So, if you don't have to write some formal artical or something like that, you will needn't try to distinguish them.


----------



## AlexL

So icelus, does the following sound correct to you?

我六月毕业。

Most people I've asked say you need fen4.


----------



## WhisperBlade

Dear Forums:

月份 and 月 are actually of the same concept.

月份 is the formal nomenclature for the months of the year. They are used in Tranditional Chinese dialect (I am not making a reference to the writing, only in terms of time frame). This is considered more appropriate when you are writing or speaking in a formal environment. 

月 is merely a simplified version of the above. 

In regards to their use in the daily language, both are considered correct as demonstrated below:

五月份花会开
五月花会开

The former, however, retains traditional linguistic value, while the latter is the modern day colloquial equivalent. 

Note that Chinese poetry exists dominantly in Pentameter or Heptameter. Chinese Proverbs are even shorter, existing highly dominantly in Quadrameter. In these cases, truncation of words becomes necessary to fit traditional poetic and proverbial schemes. Occassionally, the truncation of words like "份" in month addresses trickle into the daily dialect, and continue to change the grammatic structure of the language.


----------



## xiaolijie

AlexL said:
			
		

> 我六月毕业。
> Most people I've asked say you need fen4.


Since you asked, I feel that it needs 份. But if I just hear it and without you asking, I'd certainly NOT see any problem with 我六月毕业。So, ordinarily, there's no problem with 我六月毕业。

OK, I've thought a bit about the examples cited in this thread and here is my feeling. You can think about it and see if it's of any use to you but it's just a feeling:

Concerning words for the months, we use them for 3 different things: 

1. as names for time: *八月*(是我最喜欢的月份)
2. as points in time: (我)*四月份*(会去北京).
3. as amounts of time: (我会在那里呆上) *两个月*。

Of these, use 份 when you refer to the month only as _a point in time_, as in 2 above.



> actions that last the whole month don't take fen.

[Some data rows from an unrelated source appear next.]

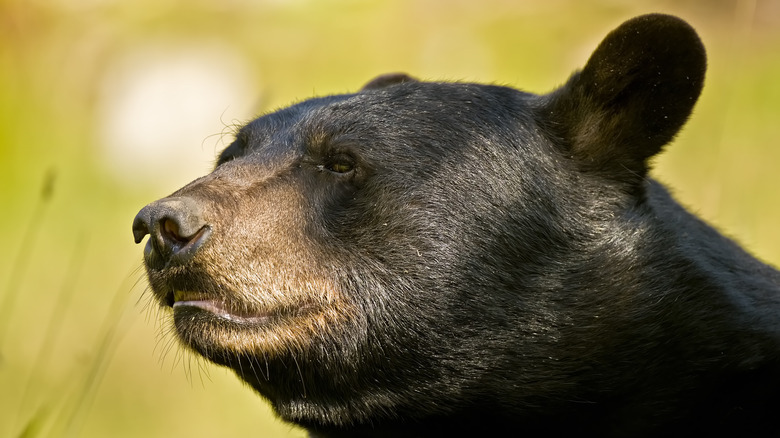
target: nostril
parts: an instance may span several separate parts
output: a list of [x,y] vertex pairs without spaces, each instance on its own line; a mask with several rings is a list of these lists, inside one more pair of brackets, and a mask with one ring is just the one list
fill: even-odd
[[203,225],[194,233],[189,235],[183,235],[179,222],[175,218],[163,218],[160,221],[160,236],[164,242],[162,247],[170,248],[173,254],[177,254],[189,247],[199,246],[202,239],[210,233],[210,228],[207,225]]
[[163,221],[160,227],[160,237],[165,241],[162,247],[163,255],[172,262],[187,262],[211,235],[211,227],[203,225],[194,234],[180,235],[179,225],[169,219]]
[[179,225],[171,219],[163,219],[163,235],[170,240],[186,242],[187,239],[179,235]]
[[164,262],[188,261],[211,235],[201,205],[192,198],[166,198],[144,207],[133,221],[133,236],[140,243],[150,235],[147,257]]
[[179,235],[179,226],[176,225],[176,222],[174,222],[174,221],[172,221],[170,219],[165,219],[165,221],[163,221],[163,224],[164,224],[163,225],[163,229],[168,234],[170,234],[172,236],[178,236]]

Whether it's a whole month or just 2 weeks, it shouldn't take 份 simply because they're about _periods of time_ (as 3 above), and not _points in time _(as 2 above). 

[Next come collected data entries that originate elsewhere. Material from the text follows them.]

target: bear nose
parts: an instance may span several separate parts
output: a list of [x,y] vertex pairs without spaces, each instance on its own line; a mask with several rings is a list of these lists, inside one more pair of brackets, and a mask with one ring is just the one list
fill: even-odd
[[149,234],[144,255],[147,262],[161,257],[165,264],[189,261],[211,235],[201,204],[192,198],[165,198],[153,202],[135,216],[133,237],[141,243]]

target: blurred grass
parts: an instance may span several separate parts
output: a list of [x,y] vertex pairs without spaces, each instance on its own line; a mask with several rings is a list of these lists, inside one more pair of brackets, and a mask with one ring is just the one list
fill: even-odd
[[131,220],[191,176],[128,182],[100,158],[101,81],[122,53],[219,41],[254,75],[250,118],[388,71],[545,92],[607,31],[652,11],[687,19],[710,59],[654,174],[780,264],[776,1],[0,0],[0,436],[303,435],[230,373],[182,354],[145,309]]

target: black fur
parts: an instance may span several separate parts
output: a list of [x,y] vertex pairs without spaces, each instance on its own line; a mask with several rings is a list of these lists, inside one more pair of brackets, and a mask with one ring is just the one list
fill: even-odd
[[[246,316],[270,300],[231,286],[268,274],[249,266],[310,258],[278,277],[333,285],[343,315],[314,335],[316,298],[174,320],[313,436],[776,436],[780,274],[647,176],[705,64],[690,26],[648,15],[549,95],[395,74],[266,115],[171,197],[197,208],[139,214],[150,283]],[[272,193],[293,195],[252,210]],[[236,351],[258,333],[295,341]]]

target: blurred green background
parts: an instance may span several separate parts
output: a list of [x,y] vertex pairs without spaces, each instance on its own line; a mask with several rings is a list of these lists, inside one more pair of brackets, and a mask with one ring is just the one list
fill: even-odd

I hope this will be helpful to you as a rough guide but do remember that in reality we human beings are not machines so you will see that we often don't follow exactly the outline above.


----------



## WhisperBlade

It's a matter of linguistic liaison. Some sounds better than the other in certain cases. Use whatever sounds better, because they are never wrong from a grammatical perspective.


----------



## AlexL

xiaolijie said:


> Since you asked, I feel that it needs 份. But if I just hear it and without you asking, I'd certainly NOT see any problem with 我六月毕业。So, ordinarily, there's no problem with 我六月毕业。
> 
> OK, I've thought a bit about the examples cited in this thread and here is my feeling. You can think about it and see if it's of any use to you but it's just a feeling:
> 
> Concerning words for the months, we use them for 3 different things:
> 
> 1. as names for time: *八月*(是我最喜欢的月份)
> 2. as points in time: (我)*四月份*(会去北京).
> 3. as amounts of time: (我会在那里呆上) *两个月*。
> 
> Of these, use 份 when you refer to the month only as _a point in time_, as in 2 above.
> 
> Whether it's a whole month or just 2 weeks, it shouldn't take 份 simply because they're about _periods of time_ (as 3 above), and not _points in time _(as 2 above).
> 
> I hope this will be helpful to you as a rough guide but do remember that in reality we human beings are not machines so you will see that we often don't follow exactly the outline above.



Thank you!  This certainly helps.  I suppose that I will eventually get a feel for it if I spend enough time speaking and reading Chinese, but for now I will use this as a guide.

Thanks for everyone's input; it has been helpful!


----------



## piano0011

hey guy! 

With regard to months, I understand that you can use liang3 for years such as liang bai or er bai = 200 but can I say liang yue = February or it has to be er yue? thanks!


----------



## SuperXW

piano0011 said:


> With regard to months, I understand that you can use liang3 for years such as liang bai or er bai = 200 but can I say liang yue = February or it has to be er yue? thanks!


Liangbai=200, but that is NOT for years.
And liang is NOT for month, date, or day of the week.
Er must be used.


----------



## Youngfun

What do you mean by "years"? The duration or the calendar year?

两年 = two years
二零一六年 ＝ year 2016

两个月 = two months
二月（份）= February

两天 / 两日 (formal) = two days
二号 (colloquial) / 二日 (written) = the 2nd day of a month.


----------



## SuperXW

Youngfun said:


> What do you mean by "years"? The duration or the calendar year?
> 
> 两年 = two years
> 二零一六年 ＝ year 2016


Yes. The rule is:
liang is ok for cardinal numbers, i.e.  two pieces, two years, two hundreds of people...
but NOT ok for ordinals, i.e. No.2, Year 2002, Day 2, (+002)643-4521....


----------